Jaú - O presidente da Federação das Indústrias do Estado de São Paulo (Fiesp), Paulo Skaf, defendeu ontem em Jaú (47 quilômetros de Bauru) a taxação do capital estrangeiro, medida que o governo federal adotou para conter a queda nas exportações e a sobrevalorização do real.
“Somos contra o aumento de impostos, mas a medida do governo federal de taxar o capital estrangeiro é importante”, afirmou referindo-se à taxação de 2% em aplicações de renda fixa ou variável, anunciada nesta semana. “Não há muito como controlar o câmbio, mas a iniciativa ajuda pois evita as operações especulativas que só geram volatilidade e nenhuma riqueza para o País”.
Skaf participou de encontros com lideranças empresariais de Jaú e visitou obras do Sesi, na cidade de Pederneiras (26 quilômetros de Bauru).
Durante o encontro, o presidente da Fiesp ouviu considerações e dúvidas da platéia formada por mais de 150 empresários e traçou um panorama da atividade econômica no Brasil pós-crise.
“As palavras de ordem agora são: educação e inovação, seguidas de infra-estrutura.
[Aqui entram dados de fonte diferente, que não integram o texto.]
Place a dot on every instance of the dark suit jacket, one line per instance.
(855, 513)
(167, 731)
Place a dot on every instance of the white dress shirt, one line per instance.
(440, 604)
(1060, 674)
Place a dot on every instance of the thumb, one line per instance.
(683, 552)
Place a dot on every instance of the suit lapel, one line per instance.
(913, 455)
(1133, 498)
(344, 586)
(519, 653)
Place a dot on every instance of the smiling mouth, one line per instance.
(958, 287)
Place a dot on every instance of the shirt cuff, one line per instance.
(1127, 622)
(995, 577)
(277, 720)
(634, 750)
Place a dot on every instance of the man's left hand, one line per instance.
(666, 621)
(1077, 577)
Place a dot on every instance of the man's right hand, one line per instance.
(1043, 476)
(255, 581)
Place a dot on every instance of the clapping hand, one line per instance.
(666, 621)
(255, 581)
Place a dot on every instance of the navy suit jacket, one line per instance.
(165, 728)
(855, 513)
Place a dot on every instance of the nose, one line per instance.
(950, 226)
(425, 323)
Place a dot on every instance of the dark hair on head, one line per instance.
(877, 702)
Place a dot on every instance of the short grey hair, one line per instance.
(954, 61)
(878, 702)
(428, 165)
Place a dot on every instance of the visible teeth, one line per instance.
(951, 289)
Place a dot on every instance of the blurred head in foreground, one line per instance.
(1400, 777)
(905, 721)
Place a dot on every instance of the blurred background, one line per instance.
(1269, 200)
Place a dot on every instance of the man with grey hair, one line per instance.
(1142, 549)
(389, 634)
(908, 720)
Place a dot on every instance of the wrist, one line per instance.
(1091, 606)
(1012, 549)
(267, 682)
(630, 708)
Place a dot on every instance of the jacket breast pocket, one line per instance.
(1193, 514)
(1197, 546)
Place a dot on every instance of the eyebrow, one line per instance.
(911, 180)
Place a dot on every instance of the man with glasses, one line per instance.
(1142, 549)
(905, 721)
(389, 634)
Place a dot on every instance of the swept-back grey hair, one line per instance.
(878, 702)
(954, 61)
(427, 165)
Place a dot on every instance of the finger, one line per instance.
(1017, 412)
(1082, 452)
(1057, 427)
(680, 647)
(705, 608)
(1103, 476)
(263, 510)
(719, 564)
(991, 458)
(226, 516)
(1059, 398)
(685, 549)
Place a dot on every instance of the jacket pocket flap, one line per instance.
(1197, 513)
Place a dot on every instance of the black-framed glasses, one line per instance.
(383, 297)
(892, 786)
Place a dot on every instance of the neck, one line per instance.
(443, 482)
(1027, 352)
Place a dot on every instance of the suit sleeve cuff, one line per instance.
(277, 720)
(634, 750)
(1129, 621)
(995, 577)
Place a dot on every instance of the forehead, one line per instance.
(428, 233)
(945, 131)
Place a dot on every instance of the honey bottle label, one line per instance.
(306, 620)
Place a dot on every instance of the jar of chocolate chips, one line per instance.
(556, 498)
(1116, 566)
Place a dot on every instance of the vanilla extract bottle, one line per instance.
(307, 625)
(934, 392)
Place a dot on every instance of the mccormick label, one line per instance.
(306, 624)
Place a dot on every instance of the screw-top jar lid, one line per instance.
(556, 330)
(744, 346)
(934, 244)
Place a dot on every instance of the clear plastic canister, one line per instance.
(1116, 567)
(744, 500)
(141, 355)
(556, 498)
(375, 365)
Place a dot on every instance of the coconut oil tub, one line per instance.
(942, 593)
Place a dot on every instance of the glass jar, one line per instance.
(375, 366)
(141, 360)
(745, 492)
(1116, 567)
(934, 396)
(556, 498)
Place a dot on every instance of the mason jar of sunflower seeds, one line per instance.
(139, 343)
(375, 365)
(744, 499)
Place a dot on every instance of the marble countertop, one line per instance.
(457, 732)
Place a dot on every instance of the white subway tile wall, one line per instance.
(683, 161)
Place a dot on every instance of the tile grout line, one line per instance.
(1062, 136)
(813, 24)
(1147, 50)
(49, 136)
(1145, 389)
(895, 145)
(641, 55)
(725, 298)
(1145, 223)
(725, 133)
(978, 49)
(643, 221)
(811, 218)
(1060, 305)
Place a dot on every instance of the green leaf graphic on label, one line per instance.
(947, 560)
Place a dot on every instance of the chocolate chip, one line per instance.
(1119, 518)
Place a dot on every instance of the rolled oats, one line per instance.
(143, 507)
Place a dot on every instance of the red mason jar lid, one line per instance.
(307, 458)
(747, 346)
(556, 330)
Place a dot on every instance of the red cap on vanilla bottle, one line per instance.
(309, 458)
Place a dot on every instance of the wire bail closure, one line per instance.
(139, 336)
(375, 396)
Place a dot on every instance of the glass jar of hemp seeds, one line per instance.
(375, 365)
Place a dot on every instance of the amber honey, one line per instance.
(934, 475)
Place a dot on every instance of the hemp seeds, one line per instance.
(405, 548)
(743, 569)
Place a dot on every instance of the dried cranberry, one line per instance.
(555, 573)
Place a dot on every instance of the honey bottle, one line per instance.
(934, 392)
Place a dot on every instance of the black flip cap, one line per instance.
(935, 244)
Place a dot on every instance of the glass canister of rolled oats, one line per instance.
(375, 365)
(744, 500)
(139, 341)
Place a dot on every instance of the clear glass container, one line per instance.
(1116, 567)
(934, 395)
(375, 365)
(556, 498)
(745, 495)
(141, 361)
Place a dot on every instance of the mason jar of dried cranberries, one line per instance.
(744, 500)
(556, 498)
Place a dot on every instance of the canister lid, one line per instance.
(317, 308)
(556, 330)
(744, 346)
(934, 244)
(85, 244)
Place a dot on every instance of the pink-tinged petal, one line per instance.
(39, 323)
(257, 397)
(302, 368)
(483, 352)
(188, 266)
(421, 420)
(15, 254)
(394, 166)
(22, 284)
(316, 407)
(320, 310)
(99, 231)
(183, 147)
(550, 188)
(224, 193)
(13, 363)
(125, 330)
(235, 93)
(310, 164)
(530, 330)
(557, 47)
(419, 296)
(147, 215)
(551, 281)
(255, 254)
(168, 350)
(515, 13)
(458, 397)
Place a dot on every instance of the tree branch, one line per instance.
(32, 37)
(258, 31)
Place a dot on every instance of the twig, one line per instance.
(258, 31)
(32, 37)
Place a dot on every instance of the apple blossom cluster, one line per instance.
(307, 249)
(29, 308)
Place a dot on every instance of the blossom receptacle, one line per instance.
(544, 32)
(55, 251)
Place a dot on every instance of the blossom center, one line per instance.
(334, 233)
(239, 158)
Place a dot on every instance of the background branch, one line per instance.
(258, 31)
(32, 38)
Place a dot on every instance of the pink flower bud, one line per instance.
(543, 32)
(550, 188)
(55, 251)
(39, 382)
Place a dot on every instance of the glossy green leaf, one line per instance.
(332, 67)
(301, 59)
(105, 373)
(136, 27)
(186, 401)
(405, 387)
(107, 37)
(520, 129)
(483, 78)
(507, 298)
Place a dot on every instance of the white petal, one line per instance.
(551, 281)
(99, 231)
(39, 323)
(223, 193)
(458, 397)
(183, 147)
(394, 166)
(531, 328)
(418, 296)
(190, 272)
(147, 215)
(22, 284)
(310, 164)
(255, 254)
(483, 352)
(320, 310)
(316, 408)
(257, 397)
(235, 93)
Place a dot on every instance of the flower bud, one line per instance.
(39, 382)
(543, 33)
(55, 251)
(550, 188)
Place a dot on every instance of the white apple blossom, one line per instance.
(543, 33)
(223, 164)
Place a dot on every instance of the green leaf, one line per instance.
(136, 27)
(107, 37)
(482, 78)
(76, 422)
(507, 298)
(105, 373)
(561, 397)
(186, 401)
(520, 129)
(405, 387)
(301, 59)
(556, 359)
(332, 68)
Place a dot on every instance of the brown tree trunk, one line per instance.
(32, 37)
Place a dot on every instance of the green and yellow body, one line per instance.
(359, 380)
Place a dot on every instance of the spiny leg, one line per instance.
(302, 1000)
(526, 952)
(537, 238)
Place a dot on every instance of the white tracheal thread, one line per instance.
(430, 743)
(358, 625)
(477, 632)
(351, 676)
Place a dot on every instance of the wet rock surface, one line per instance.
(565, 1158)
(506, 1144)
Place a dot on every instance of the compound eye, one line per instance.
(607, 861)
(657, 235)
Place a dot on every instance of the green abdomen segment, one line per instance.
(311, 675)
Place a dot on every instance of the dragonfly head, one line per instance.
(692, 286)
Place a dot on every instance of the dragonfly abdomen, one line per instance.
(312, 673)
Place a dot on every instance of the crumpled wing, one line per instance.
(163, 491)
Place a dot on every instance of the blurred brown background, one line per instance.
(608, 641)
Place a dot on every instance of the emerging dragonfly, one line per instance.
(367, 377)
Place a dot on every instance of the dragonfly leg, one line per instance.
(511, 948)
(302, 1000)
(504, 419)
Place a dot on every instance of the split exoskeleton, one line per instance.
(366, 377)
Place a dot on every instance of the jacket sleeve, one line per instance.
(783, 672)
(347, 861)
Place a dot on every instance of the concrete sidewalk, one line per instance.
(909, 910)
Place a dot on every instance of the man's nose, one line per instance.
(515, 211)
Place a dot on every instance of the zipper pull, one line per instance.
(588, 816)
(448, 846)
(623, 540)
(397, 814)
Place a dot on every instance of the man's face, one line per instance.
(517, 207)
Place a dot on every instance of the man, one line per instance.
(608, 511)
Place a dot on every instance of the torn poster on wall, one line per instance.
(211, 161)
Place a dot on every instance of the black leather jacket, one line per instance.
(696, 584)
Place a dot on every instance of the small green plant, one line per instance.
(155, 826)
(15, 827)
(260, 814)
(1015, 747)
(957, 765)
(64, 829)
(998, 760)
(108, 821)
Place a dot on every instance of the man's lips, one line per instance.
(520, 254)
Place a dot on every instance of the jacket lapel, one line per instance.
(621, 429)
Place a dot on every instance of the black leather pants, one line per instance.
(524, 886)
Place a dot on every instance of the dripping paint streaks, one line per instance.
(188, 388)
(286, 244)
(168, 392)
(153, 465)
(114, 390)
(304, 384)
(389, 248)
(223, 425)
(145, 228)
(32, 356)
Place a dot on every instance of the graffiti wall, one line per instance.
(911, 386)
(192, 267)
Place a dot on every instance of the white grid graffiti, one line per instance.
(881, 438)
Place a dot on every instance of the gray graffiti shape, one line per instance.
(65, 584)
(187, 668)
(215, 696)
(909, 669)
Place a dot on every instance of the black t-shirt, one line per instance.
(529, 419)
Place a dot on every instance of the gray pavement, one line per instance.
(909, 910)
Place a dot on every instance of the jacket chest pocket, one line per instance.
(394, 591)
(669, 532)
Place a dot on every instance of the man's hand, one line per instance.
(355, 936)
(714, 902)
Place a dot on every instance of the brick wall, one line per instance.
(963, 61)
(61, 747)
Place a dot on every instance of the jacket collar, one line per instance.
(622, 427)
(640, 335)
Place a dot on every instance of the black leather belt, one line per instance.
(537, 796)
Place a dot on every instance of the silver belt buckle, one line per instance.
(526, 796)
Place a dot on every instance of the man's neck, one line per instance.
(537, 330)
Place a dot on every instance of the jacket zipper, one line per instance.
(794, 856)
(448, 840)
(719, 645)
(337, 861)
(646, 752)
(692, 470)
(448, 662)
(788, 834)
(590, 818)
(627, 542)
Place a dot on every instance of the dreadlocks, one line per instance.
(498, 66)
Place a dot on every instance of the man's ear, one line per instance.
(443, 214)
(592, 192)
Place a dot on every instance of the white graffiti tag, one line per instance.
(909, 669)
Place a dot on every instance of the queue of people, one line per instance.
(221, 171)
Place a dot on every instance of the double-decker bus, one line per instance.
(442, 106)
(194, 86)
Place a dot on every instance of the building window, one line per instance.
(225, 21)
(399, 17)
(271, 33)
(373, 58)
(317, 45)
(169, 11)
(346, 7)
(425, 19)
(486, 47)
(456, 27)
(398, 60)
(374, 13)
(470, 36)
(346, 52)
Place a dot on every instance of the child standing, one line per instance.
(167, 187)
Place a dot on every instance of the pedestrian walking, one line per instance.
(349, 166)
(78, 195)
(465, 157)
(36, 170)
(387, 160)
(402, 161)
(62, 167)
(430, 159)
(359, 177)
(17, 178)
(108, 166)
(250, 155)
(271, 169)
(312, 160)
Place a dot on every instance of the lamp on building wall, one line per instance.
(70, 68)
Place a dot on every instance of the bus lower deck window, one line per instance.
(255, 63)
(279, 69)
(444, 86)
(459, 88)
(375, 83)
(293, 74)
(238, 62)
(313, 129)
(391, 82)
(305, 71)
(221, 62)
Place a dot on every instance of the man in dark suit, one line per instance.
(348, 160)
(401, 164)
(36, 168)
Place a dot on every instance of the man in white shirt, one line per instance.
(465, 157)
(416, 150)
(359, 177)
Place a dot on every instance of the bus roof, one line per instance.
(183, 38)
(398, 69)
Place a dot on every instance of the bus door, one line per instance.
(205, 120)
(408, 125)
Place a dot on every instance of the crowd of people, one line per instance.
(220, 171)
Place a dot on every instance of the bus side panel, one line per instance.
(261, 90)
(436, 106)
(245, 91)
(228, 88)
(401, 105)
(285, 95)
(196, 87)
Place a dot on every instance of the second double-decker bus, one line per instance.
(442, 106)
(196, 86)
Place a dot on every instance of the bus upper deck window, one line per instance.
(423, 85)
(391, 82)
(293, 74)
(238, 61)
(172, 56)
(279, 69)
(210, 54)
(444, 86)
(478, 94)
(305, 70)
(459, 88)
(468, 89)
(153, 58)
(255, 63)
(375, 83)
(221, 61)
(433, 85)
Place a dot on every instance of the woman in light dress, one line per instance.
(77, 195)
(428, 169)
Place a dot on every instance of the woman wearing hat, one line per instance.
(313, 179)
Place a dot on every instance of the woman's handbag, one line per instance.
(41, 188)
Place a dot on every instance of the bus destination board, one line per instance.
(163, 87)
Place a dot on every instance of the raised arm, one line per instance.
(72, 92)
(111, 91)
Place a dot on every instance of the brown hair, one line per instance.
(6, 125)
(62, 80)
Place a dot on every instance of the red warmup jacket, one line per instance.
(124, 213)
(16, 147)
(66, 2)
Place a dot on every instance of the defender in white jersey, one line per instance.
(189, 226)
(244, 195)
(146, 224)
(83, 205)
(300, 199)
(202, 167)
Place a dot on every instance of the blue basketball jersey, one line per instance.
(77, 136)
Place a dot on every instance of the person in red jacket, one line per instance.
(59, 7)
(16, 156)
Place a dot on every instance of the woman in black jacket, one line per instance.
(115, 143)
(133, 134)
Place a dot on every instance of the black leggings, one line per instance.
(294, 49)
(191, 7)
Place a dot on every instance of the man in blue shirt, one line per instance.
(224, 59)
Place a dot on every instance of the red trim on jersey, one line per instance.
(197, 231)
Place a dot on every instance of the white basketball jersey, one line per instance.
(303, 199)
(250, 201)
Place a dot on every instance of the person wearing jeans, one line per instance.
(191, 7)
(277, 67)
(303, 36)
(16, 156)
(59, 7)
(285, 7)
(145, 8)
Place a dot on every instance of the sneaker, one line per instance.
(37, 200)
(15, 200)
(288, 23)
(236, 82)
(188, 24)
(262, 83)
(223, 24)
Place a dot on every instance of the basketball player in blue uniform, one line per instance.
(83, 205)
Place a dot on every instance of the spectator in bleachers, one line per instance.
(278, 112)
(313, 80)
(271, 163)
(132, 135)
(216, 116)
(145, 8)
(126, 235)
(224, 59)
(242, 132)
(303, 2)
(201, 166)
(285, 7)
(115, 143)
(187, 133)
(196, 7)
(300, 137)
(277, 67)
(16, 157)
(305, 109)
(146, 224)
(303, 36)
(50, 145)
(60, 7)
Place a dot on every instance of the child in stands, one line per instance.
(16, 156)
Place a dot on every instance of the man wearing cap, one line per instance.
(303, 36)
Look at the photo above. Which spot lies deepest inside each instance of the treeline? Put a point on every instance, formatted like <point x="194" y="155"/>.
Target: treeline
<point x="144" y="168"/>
A crise ficou para trás para a maioria dos setores, com exceção daqueles que dependem mais do mercado externo”, afirmou Skaf.
De acordo com o presidente da instituição, que reúne por volta de 150 mil empresas, a perspectiva para 2010 é muito boa, quando a economia do Brasil deve crescer de 5% a 6%.
Para Skaf, a taxa básica de juros, Selic, mantida em 8,75% nesta semana, poderia cair mais, mas há outros problemas mais graves, neste momento, a serem combatidos: a falta de crédito e o alto spread bancário. “Devemos reconhecer que a batalha do setor produtivo começou a surtir efeito: os juros caíram. No entanto, se queremos garantir o desenvolvimento, temos que combater outros problemas urgentes como o alto custo do crédito. O brasileiro precisa de crédito barato e acessível”, disse Skaf.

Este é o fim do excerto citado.